Israel passes controversial Jewish nation-state law
Critics describe the law as racist and say it harms the rights of Palestinians.
LONDON -- Israel adopted a contentious law on Thursday that defines the country as the nation-state of the Jewish people, a move critics described as racist and a step toward an apartheid state.
The bill, which is backed by the right-wing government, states that Israel is “the national home of the Jewish people” and that Jerusalem is the capital of Israel. It also downgrades the Arabic language from an official language to one with “special status” and encourages the establishment of Jewish settlements. “The state views the development of Jewish settlement as a national value and will act to encourage and promote its establishment,” one clause of the law reads.
After the bill was passed, some Arab members of parliament yelled “apartheid” as they tore up paper versions of the law.

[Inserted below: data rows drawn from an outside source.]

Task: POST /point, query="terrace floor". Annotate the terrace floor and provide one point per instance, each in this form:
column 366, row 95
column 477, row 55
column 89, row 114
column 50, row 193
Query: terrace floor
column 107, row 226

Prime Minister Benjamin Netanyahu said the new law marked a “pivotal moment in the annals of Zionism and the state of Israel.”
“Israel is the nation state of the Jewish people, that respects the individual rights of all its citizens,” he told the Knesset, Israel’s parliament, after the vote. “This is our state — the Jewish state.”
The law passed by a vote of 62-55 with two abstentions in the 120-member parliament after hours of heated debate and months of political dispute.
The law is largely symbolic, but opponents say it harms the Arab minority, which makes up about 20 percent of Israel’s population of about 9 million people. Some Arab lawmakers called the bill racist.
Adalah, the Legal Center for Arab Minority Rights in Israel, said the law has “apartheid characteristics.”
“This law guarantees the ethnic-religious character of Israel as exclusively Jewish and entrenches the privileges enjoyed by Jewish citizens, while simultaneously anchoring discrimination against Palestinian citizens and legitimizing exclusion, racism, and systemic inequality,” the group said in a statement.